Bakteri, ancak birkaç yüz misli büyülten bir mikroskopla görülecek kadar küçük canlı varlıklar (organizmalar)dır. Büyüklükleri nedeniyle “mikro-organizma” diye de tanımlanırlar. Teknik gelişmeler belirli bir düzeye varıp da insanlar bakterileri mikroskop altında görmeden önce, bunların faaliyetlerinin sonuçlarını biliyorlardı.

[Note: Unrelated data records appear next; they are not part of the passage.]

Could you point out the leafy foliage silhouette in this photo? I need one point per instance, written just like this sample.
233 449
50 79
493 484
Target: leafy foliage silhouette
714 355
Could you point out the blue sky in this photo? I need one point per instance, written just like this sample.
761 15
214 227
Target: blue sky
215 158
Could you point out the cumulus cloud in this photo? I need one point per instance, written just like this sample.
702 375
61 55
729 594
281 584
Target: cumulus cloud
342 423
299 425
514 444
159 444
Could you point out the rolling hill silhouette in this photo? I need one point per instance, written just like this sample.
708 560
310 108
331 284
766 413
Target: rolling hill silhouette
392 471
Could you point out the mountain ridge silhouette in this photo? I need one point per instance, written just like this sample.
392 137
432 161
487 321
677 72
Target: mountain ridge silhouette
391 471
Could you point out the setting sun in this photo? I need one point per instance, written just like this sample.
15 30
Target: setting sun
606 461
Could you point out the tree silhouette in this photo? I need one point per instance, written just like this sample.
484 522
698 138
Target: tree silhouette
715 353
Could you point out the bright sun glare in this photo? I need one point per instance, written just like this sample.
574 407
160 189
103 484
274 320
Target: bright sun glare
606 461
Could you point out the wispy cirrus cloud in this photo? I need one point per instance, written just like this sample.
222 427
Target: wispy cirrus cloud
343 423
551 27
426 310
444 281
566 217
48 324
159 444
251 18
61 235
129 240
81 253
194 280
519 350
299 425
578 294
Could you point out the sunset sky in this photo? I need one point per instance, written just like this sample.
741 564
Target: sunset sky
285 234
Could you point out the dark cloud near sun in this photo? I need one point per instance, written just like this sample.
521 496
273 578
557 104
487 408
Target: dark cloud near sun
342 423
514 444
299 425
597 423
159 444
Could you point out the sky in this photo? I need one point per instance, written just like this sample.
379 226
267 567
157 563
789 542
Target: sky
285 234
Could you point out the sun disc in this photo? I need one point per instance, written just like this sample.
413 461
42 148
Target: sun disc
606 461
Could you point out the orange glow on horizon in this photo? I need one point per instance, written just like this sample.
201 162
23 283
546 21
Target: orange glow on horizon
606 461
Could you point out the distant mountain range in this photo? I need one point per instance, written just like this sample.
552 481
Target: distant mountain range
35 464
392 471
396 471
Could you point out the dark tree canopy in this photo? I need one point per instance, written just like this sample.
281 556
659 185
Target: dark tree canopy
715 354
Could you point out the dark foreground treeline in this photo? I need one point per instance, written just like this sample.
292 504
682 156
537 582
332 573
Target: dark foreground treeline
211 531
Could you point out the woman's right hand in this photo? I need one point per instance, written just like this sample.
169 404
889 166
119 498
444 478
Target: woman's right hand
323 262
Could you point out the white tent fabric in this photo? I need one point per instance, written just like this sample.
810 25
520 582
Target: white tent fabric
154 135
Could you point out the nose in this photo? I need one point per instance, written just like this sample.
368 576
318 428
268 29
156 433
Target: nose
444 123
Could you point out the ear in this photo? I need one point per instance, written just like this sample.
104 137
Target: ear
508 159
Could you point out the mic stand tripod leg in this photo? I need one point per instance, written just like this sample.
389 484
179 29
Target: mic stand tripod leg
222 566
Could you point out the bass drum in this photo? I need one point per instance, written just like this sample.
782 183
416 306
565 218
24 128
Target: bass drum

Sözgelimi şarabın tahammürü (fermantasyonu), sütün ekşimesi, bitkilerin kuruyup ölmesi, ölen hayvanların çürüyüp kokuşması, söz konusu faaliyetler arasındaydı. Ancak dinsel ya da bâtıl inançlar nedeniyle, insanlar bu oluşumları başka şeylere yormaktaydılar.
Bugün çevremizde, havada, suda, yiyeceklerimizde, deride, hatta vücudun içinde bakteriler var olduğunu biliyoruz. Bakteriler bölünerek çoğalırlar. Aslında canlı olmalarına rağmen, bunlarda dişi veya erkek diye ayrım yoktur. Kendileri için uygun şartları, beslenme olanaklarını buldukları zaman, devamlı olarak çoğalacaklardır.
Tek hücreli bir canlı olan bakteri, hayvandan ziyade bitkisel bir yapıya sahiptir. Dışta kabuğumsu, “membran” adı verilen tabaka bulunur. Söz konusu kabuk “su geçirmez” nitelikte değildir. Bunun içi “protoplazma” denilen maddeyle doludur. Genellikle bir merkez veya çekirdek (nükleus) yoktur.
Bakterinin dış kabuğu son derece önemlidir. Çünkü bakteriyi yok etmek için kullanılacak herhangi bir kimyasal maddenin membran’ı geçebilmesi gerekir. Bakterinin küçük yapısı, bir uçta büsbütün incelerek “Flagella-kuyruk” görünümünü alır. Bazı bakteriler, bu flagella’nın salıntısıyla hareket ederler. Bazılarının hareketiyse, solucanlar gibi kısalıp uzamak suretiyledir.
“Enfeksiyon-bulaşıcı” diye tanımlanan hastalıklara sebep olan bakteriler, bazı bakımlardan da insanlar için çok yararlıdır.